In her introduction of Paulson, Rice, the Thomas and Barbara Stephenson Senior Fellow on Public Policy at the Hoover Institution and professor of political science at Stanford University, noted that he had found himself in a maelstrom. Rice said she believed that it was fortunate for Paulson to be on hand, as “no one was better placed to guide us through the very difficult times.”
Paulson said that he spoke with President George W. Bush when he first went to Washington, warning him that there would be an economic crisis. Although his warning was based on his business knowledge and experience that these events are cyclical, he couldn’t pinpoint what would be the exact cause. Despite his caution, Paulson said that the crisis, “when it hit, it was much worse and lasted longer” than he expected.

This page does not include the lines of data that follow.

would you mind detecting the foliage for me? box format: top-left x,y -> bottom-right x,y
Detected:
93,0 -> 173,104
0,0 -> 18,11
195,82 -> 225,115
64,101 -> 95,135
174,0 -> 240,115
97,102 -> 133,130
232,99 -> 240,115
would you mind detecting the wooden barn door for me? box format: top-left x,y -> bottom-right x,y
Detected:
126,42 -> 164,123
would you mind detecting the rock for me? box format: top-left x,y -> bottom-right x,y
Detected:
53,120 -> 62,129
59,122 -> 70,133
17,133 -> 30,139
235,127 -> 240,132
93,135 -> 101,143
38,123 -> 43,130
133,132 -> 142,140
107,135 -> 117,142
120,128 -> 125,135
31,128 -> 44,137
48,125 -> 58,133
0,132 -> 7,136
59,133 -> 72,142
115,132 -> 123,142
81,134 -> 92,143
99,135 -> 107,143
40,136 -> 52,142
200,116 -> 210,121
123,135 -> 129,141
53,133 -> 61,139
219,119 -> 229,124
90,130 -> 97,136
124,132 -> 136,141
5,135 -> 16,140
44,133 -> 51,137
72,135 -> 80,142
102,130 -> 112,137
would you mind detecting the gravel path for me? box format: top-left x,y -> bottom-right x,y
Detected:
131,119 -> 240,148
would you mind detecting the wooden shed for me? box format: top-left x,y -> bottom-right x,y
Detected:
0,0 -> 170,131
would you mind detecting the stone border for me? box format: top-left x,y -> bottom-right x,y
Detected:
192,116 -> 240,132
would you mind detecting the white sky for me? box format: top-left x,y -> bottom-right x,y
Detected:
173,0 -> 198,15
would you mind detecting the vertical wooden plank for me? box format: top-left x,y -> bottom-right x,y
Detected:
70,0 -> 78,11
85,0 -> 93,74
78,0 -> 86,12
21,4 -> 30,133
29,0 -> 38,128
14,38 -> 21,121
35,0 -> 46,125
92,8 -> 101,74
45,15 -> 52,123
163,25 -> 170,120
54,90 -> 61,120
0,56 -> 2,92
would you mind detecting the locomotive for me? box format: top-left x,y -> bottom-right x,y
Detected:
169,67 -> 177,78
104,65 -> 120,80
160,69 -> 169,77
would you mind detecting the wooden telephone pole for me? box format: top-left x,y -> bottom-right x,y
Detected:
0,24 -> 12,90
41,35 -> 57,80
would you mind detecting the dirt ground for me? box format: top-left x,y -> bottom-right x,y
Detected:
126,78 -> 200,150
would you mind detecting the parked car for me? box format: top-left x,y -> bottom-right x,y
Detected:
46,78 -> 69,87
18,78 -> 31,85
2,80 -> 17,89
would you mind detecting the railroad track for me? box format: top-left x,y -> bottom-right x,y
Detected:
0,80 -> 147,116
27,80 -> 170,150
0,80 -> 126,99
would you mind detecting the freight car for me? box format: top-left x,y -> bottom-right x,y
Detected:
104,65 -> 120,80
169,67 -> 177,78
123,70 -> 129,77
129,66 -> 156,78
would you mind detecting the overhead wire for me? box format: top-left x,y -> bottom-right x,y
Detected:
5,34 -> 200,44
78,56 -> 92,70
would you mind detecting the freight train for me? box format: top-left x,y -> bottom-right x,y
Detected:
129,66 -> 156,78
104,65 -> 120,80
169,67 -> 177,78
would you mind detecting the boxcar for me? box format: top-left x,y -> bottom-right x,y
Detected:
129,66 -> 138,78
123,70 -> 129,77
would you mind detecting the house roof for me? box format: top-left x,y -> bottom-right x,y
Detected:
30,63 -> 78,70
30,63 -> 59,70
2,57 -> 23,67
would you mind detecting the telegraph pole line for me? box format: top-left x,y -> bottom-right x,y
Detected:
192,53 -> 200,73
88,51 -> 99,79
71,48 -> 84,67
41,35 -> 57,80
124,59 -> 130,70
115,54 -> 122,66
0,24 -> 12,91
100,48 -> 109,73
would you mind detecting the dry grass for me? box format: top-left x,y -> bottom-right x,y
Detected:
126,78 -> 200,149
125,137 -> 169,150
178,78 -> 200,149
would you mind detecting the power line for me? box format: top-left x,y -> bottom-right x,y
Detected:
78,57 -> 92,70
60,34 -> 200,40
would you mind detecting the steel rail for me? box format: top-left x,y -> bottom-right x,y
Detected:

Paulson, who served under President Bush as the 74th Secretary of the Treasury from June 2006 until January 2009, discussed his actions in dealing with one of the most severe global financial crises in history. He led the audience behind the scenes into the fast-paced and pressure-filled decisions being made to save the financial system from collapse. Of the policies that were developed during the crisis, Paulson said he believes that “our policies were the right ones that worked.”
On the Brink is Paulson’s first-person account of the financial crisis, which details the key decisions made in quick succession to avert a worldwide breakdown of the financial system.
Paulson met earlier in the day with Hoover fellows as the guest of honor at a roundtable discussion.